From:Steve Adams
Date:05-Dec-2000 11:29
Subject:   Public synonym performance

Oracle resolves all names while parsing, and the query execution plan generated is the same whether or not those names were resolved via synonyms. So there can be no difference in query execution performance. There is a small difference in parsing, but it goes the other way. A reference via a public synonym requires additional library cache and dictionary cache lookups. However, the performance impact should not be noticeable.

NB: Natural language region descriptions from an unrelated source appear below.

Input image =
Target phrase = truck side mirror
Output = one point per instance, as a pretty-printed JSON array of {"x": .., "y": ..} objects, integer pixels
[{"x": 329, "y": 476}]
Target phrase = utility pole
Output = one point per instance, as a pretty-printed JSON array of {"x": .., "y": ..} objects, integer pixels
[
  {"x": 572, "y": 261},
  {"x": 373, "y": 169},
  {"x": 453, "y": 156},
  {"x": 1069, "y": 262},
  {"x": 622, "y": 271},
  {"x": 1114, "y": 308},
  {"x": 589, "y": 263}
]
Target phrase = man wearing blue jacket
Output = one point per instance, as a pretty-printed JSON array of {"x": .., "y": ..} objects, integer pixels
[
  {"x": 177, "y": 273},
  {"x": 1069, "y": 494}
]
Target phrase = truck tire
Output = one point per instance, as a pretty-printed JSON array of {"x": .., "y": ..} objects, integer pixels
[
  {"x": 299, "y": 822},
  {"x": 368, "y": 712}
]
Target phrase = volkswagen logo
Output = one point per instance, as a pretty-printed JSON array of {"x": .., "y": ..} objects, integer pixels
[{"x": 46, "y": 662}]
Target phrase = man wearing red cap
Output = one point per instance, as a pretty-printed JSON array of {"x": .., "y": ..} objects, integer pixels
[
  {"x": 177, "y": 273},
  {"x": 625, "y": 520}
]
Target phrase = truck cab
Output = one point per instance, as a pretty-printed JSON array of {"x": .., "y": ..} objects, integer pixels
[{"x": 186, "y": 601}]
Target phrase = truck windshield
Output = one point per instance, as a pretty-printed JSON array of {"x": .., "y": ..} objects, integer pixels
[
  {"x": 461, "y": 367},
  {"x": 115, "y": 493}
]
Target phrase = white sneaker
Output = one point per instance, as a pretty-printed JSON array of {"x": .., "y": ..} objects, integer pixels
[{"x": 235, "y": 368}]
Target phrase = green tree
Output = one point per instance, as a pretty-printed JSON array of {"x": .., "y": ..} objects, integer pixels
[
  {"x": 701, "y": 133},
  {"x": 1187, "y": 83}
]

What may be more significant is that public synonym usage clutters the library cache and dictionary cache with information needed to track the negative dependencies on non-existent objects. If JONES and KING both refer to SCOTT.EMP and SCOTT.DEPT via public synonyms, then cache entries are needed to represent the non-existent tables JONES.EMP, KING.EMP, JONES.DEPT and KING.DEPT, and all dependent SQL statements must have negative dependencies on all these objects. With say 1000 users, 200 tables, and 1000 SQL statements each accessing 2 tables on average, you would have 200,000 non-existent object records and 2,000,000 negative dependency records. This clutter can cause latch contention in the library cache, dictionary cache and shared pool.

Your results which appear to favour public synonyms may be due to caching effects and the order in which you tested the two alternatives.

I have a situation where my queries run faster when I use a public synonym. Why would this happen?